To fund his project, Stoll devised a ‘war seal’, a diamond-shaped stamp used to seal the backs of letters. Five million of them, costing a halfpenny each, were sold in Stoll’s own theatres and distributed for sale at Boot’s chemist shops and twenty thousand were sold in the first few hours. The sale of war seals was taken up at a variety of locations, including railway stations, hotels and department stores such as Selfridge's and Harrod's. The success of the war seal fundraising campaign enabled Stoll to set in motion his original plan to provide quality affordable accommodation for disabled servicemen returning from the war.

A site was found at Fulham for what were originally known as the War Seal Mansions. The foundation stone was laid in 1917, and building completed in 1923 in two main phases. The first of these, to the north of the site, was designed by Joseph and Smithem in 1916. It comprised three parallel wings, containing flats. To the west of this arrangement were other buildings, containing the recreation room and medical facilities. Between 1920 and 1922 these three wings were extended and a new range forming a façade along Fulham Road was added, to the designs of Inigo Tasker. The completed building provided 138 apartments for seriously wounded ex-servicemen and their families. On-site amenities included lifts, a medical treatment centre, a chemist and a workshop and a gymnasium. Stoll was knighted for this work in 1919 and died in 1942, five years after the War Seal Mansions had been renamed in his honour as the Sir Oswald Stoll Foundation.

A threat of structural failure of the concrete balcony access to many of the flats led to a wide-ranging redevelopment scheme during the 1980s. All of the balconies were rebuilt and made wider in the process. The majority of the non-residential amenities were replaced in about 1984 by new, purpose-built blocks, either added to the original western block, which was shortened at its northern end, or else built as free-standing buildings to the west of the site. The original three wings to the rear of the road front were reduced to two by the demolition of the central wing.
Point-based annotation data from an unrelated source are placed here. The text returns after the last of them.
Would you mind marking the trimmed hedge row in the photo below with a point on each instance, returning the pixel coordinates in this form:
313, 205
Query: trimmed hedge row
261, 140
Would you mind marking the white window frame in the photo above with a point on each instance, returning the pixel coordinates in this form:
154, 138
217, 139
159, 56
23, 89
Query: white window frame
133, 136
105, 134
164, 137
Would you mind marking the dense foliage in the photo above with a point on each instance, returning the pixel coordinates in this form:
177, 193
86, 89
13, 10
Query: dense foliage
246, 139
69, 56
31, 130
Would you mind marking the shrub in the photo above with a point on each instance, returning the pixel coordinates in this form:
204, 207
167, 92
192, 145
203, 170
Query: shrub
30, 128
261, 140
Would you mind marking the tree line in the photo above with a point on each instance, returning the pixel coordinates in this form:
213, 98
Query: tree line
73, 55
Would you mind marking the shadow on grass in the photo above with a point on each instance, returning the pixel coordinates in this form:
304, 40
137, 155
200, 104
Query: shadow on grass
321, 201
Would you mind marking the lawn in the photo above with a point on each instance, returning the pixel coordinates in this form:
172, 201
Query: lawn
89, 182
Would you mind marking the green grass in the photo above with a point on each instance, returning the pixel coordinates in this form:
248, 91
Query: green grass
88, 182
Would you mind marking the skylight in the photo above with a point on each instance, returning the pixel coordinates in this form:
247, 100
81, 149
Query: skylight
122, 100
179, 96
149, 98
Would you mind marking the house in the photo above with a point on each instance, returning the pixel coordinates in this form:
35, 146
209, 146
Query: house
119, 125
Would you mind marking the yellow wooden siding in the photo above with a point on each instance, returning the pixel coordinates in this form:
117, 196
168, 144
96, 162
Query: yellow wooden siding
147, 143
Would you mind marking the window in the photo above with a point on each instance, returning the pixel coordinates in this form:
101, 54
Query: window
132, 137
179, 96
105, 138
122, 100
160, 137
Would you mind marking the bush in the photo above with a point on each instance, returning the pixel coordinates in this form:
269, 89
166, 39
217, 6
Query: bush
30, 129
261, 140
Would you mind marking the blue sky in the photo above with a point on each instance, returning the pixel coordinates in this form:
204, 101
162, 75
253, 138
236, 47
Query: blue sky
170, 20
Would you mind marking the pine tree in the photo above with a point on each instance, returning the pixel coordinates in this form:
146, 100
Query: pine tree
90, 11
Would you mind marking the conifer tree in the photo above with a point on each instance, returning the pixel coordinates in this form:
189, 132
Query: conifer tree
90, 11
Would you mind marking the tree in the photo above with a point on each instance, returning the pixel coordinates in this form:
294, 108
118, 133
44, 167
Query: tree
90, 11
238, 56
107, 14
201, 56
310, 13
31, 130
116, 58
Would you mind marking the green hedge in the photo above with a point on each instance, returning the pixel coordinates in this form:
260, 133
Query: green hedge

At the same time the foundation became a housing association, although still based around ex-service personnel and their needs. The configuration of many of the flats was revised and the original arrangement of a bay-windowed sitting room, flanked by bedrooms, with a bathroom and kitchen at either side of the western entrance hall, was altered to provide more, smaller flats. Original doors and windows were replaced in the late C20 and early C21.

Reasons for Listing


The southern range of the Sir Oswald Stoll Foundation, Fulham Road, London, together with the gates, railings and gate piers and wing walls facing the roadway, is listed at Grade II for the following principal reasons:

Architectural interest:
* the building is an accomplished design by Inigo Tasker in the revived English Baroque style of Christopher Wren, the architect of Greenwich and Chelsea hospitals;
* it provides the foundation with a fitting outward face and contains flats which house ex-service personnel;
* the gates, gate piers and railings include a memorial of the wars and campaigns of the First World War and are an elegant accompaniment to the design of the southern range, facing Fulham Road.

Historic interest:
* the building is a testament to the desire to house and care for servicemen after the First World War and was founded as a result of the charity of many individuals and institutions across England. Oswald Stoll’s war seal fundraising campaign provided quality affordable accommodation for disabled servicemen, an achievement recorded in a central panel on the building.